Opal was one of the first gemstones used by humans. It was given as royal gifts and worn as jewelry, especially by women.
Value. White opals, on the other hand, are the least valued type of opal. Opals with an extremely white body tone are likewise quite light in color. Good grade white opal, on the other hand, may be extraordinarily stunning and can command prices of up to AUD $200 per carat. The highest quality white opal has a golden-yellow undertone and can be almost as rare as blue opal.
The rarity of good quality white opal makes it expensive too. You can expect to pay between $20,000 and $50,000 or more for a 1-carat stone.
Weight. White opal ranges in weight from about 10 grams (0.35 oz) to over 50 grams (1.8 oz). The average weight is about 20 grams (0.7 oz).
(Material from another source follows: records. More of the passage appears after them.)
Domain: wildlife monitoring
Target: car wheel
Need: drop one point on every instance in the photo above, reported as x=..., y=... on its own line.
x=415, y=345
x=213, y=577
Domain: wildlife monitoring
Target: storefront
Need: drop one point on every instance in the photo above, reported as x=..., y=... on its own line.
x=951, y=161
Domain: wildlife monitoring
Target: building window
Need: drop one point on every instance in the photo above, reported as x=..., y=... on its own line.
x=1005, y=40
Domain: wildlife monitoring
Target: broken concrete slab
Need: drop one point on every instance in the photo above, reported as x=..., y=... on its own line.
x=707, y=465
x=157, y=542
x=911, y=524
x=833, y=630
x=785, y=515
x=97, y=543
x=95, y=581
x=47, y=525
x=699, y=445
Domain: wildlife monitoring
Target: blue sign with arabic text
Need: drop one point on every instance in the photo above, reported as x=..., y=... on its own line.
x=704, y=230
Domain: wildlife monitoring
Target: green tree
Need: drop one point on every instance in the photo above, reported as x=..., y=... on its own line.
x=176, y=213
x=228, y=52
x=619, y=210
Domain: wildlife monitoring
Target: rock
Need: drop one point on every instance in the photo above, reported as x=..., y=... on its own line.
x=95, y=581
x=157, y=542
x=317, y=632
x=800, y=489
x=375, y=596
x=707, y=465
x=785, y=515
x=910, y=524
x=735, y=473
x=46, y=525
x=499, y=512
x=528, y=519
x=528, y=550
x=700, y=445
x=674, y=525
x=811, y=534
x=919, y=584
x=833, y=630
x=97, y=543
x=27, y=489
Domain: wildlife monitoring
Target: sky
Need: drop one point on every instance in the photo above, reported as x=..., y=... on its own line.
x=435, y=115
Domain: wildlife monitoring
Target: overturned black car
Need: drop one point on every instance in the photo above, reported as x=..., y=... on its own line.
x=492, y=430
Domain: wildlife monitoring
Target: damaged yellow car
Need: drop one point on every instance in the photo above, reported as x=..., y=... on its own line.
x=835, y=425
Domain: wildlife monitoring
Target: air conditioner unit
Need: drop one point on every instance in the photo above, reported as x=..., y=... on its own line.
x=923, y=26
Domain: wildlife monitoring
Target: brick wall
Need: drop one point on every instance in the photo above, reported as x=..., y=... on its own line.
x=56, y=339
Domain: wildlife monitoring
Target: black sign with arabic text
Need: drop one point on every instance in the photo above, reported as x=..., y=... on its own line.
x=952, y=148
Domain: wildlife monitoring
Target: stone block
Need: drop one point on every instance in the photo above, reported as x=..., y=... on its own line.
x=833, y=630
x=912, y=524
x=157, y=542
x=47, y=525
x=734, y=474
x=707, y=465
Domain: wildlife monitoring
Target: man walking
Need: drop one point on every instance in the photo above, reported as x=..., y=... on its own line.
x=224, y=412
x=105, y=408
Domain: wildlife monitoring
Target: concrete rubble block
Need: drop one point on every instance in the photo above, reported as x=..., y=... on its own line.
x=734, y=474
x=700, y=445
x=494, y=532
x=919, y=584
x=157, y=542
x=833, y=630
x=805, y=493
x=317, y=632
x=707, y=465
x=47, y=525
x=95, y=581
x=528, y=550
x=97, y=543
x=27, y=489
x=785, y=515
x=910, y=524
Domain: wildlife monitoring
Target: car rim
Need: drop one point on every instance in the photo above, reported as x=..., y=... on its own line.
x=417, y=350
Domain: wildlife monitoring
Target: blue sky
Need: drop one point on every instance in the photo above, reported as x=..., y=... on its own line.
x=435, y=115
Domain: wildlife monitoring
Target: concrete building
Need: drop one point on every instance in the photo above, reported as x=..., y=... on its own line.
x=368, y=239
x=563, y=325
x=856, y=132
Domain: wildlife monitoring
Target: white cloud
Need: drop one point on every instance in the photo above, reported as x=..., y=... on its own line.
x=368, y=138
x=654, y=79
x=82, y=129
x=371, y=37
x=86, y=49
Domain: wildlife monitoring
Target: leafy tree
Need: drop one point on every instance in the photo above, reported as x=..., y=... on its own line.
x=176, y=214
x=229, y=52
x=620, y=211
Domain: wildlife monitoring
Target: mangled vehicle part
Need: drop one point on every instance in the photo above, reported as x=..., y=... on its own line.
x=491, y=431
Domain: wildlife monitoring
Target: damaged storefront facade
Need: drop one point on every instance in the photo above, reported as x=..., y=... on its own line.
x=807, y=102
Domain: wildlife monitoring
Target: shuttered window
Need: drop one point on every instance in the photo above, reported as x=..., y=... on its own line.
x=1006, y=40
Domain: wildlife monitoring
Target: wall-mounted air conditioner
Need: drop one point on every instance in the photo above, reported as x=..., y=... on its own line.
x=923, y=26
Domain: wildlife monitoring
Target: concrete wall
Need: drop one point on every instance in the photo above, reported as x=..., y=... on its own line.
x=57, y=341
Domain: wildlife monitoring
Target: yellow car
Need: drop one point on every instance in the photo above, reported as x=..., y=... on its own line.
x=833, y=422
Color. White opal comes in various colors including pure white, yellow, orange, red, brown, black, gray, and green. It's also possible to find stones that are split into two or more colors - usually dark blue and light blue, dark red and light red, or yellow and white. These split stones are very rare though.
Texture. Opal tends to be rough and jagged but fine quality stones can be smooth. Sometimes pieces contain natural fissures or cracks which can be beautiful if they're open-ended or framed.
Opal is undoubtedly the most distinctive, diversified, and lovely birthstone. Opal, unlike other gemstones, is amorphous, which means it lacks a distinct crystalline structure. It takes on many different shapes and hues, making it rather surprising. The word "opal" comes from the Greek ophis (οφίς), which means "serpent". This makes sense since the first opals were discovered in Persia where they are called "Ophiuchus" after one of the Greek gods.
In mythology, Ophius was the father of Euanthes who became the king of men under the name Auanthes. He was also the husband of Pallas Athena who bore him three children: Aglaurus, Euneos and Thoon. After the death of Ophius, his wife married her son Aglaurus to obtain sovereignty over Athens. When Euneos and Thoon grew up, they fought against their mother for the throne but she killed them both. Only Aglaurus survived this tragedy and he too died young. His body was placed in the temple of Athena Polias (the Ancient Greek name for Athens) where priests used to burn bones to help cure people of diseases. That's why archaeologists call the period between 750 and 550 BC the "Burning Period".
Choosing a Size The larger the fire opal, the higher the price. This is due not just to the sheer size of the stone, but also to the fact that bigger gemstones are more rare (and they often cost more per carat).
Fire opals are very hard to work with and rarely find their way into jewelry. This means there is no supply and demand for these stones, so their value stays fairly constant.
The color of fire opals varies but generally falls in the red or orange spectrum. They can be brown or black if exposed to enough heat over time. Sometimes white flashes will appear within the stone when it is heated above a certain temperature.
There are two main types of fire opals: natural and cultured. Natural fire opals contain only carbon inside their crystals and are considered raw materials because they need to be heated above 500 degrees Celsius (932 degrees Fahrenheit) to release the color within them.
Cultured fire opals contain other elements too, but mostly silicon and oxygen. These gems can already be colored after being mined and are usually used as beads or components of jewelry made from silver or gold. However, diamonds can also be cultured from coal tar which is another type of fossil fuel. Scientists have been able to create diamonds with different colors by using different concentrations of blue carbon compounds in the lab.